Estamos todos ou quase todos de quarentena, mas cada quarentena é uma quarentena. Muitos estão em suas ilhas paradisíacas, nos seus sítios e fazendas esperando a praga passar. Muitos contam com recursos técnicos e médicos de qualidade à disposição para se acaso, Muitos outros estão amontoados em pequenos ambientes mal preparados e mal cuidados. Muitos estão obrigados a trabalhar por dever de ofício ou ameaça de dispensa. Há todo tipo de quarentena ou meia quarentena. Não por culpa do vírus, mas dos que se descuidaram dele na China. E de nossos governantes de todos os tempos que nunca ofereceram à população uma qualidade de vida sustentável.
Propor critérios de escolha de quem vai morrer quando os recursos técnicos são limitados tem mostrado a ideologia corrente, mesmo entre os médicos que juraram perante Hipócrates defender a vida. Eu não vejo outro critério senão a ordem de chegada. A não ser em última instância quando a medicina já sabe que não tem saída e apenas pode fazer o que costuma fazer nos hospitais particulares, ficar ganhando tempo e dinheiro. Fora disto deve valer a precedência.

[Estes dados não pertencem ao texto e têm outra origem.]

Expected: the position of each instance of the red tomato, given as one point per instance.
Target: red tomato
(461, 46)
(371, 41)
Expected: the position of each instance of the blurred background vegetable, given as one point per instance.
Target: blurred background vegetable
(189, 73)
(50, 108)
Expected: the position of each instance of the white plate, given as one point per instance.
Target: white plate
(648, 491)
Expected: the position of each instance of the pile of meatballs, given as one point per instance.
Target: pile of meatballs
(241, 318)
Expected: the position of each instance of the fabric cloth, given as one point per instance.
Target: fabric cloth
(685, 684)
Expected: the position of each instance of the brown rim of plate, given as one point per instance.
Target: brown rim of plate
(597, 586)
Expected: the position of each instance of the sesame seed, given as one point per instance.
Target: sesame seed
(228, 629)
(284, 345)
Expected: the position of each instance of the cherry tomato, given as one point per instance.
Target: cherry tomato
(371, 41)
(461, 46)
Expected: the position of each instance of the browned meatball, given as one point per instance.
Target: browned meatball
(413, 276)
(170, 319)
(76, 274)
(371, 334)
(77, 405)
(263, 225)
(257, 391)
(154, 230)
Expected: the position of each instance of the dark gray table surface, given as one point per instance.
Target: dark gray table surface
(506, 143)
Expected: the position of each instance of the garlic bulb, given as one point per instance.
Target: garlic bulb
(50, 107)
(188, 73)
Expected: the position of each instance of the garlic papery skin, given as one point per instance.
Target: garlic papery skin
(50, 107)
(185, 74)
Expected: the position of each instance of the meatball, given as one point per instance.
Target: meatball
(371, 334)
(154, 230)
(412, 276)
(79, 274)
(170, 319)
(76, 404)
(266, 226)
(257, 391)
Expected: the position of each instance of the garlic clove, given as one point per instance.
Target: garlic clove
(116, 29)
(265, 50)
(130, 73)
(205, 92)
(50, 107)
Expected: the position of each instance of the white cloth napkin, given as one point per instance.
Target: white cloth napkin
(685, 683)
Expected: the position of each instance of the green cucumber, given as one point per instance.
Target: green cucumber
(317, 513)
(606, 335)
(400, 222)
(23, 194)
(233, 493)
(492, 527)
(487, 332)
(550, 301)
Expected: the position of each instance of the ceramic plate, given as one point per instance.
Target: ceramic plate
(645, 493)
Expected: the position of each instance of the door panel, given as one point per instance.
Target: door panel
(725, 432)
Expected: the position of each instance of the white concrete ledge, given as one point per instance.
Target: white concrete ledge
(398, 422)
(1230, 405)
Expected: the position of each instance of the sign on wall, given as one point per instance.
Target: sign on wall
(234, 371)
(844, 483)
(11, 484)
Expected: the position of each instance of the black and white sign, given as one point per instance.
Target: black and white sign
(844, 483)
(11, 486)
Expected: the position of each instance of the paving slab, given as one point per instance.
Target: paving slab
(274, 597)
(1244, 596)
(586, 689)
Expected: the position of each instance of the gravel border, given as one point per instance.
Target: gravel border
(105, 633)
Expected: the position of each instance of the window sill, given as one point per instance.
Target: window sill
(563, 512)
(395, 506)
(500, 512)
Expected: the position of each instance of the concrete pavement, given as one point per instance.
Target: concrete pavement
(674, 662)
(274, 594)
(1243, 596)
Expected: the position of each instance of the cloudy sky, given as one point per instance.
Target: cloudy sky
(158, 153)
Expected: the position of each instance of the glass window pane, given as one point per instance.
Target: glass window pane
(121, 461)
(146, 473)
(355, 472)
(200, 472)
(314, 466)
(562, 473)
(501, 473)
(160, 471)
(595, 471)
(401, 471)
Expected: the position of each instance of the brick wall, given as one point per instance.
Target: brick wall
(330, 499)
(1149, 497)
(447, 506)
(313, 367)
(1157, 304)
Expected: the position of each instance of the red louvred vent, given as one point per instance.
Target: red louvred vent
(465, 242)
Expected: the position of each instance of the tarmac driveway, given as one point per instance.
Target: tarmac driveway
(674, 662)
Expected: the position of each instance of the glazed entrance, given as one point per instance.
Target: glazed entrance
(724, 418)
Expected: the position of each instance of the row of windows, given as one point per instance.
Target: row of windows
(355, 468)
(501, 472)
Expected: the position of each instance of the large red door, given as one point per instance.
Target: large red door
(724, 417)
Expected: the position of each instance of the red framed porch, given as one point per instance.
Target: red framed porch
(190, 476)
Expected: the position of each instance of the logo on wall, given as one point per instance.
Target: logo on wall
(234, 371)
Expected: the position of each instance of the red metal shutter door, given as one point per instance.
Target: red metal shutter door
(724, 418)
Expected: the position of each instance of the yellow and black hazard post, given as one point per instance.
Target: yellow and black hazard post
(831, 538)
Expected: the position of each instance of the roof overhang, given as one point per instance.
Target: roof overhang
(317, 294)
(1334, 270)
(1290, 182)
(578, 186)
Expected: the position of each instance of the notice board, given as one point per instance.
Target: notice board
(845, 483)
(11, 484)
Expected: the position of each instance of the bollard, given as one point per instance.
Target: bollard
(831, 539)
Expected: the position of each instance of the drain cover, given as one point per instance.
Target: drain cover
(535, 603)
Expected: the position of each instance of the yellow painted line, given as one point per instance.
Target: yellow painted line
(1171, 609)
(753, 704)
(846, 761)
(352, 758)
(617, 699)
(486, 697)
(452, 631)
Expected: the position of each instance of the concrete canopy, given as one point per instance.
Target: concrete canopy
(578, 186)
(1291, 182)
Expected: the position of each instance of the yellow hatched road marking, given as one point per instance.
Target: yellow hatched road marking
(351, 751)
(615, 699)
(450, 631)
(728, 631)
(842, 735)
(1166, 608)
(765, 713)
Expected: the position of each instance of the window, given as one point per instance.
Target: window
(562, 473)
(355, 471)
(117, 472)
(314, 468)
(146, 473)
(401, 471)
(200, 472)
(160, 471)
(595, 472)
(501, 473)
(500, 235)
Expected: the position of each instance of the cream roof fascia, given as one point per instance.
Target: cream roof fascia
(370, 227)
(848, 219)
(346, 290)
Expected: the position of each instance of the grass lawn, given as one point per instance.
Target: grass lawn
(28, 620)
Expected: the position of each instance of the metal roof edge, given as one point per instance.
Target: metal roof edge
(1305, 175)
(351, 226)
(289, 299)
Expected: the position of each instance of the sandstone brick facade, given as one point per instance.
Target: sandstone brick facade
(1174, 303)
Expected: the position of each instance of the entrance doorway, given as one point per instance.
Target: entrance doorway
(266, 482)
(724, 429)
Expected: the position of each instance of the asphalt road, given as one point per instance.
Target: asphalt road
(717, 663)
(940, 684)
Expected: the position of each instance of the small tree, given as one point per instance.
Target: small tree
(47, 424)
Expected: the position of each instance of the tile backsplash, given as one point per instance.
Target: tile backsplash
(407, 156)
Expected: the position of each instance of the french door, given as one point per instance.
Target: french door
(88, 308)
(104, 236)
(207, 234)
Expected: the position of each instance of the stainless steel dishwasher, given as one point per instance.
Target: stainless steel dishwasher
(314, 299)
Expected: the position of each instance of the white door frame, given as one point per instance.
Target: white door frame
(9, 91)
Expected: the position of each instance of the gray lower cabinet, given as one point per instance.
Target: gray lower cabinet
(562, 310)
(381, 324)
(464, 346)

No caso brasileiro, onde a igreja impediu políticas saudáveis de conscientização, proliferam os jovens sem amparo familiar e jogados à falta de oportunidades de trabalho, que vão custar muito mais caro à sociedade nos critérios frios da economia, enquanto os idosos estão cobrando o que pagaram em impostos e contribuições  durante uma vida, do tempo que havia emprego  e sistema de previdência razoavelmente financiados.  Não pode haver escolha da inspiração darwiniana.
Nem vou discutir a necessidade, por falta de recursos técnicos, do distanciamento social e do isolamento, tão desumanos, mas sem alternativas, exceto para super-homens como o capitão presidente (que por dever moral de seu cargo público, tinha de divulgar o resultado de seu teste, embora certamente fosse gerar mais discussões sobre a credibilidade do resultado).
Quanto ao futuro, existe um amplo leque de crenças e expectativas, mas tudo depende de nossa visão mais otimista ou pessimista do que pode o ser humano.
Por fim eu penso em quem vai me devolver o outono carioca, a época mais linda da cidade, com seu clima ameno, suas festas juninas, suas praias menos cheias, seu por de sol confortado, sua música contagiante, suas tribos, sua diversidade, sua alegria?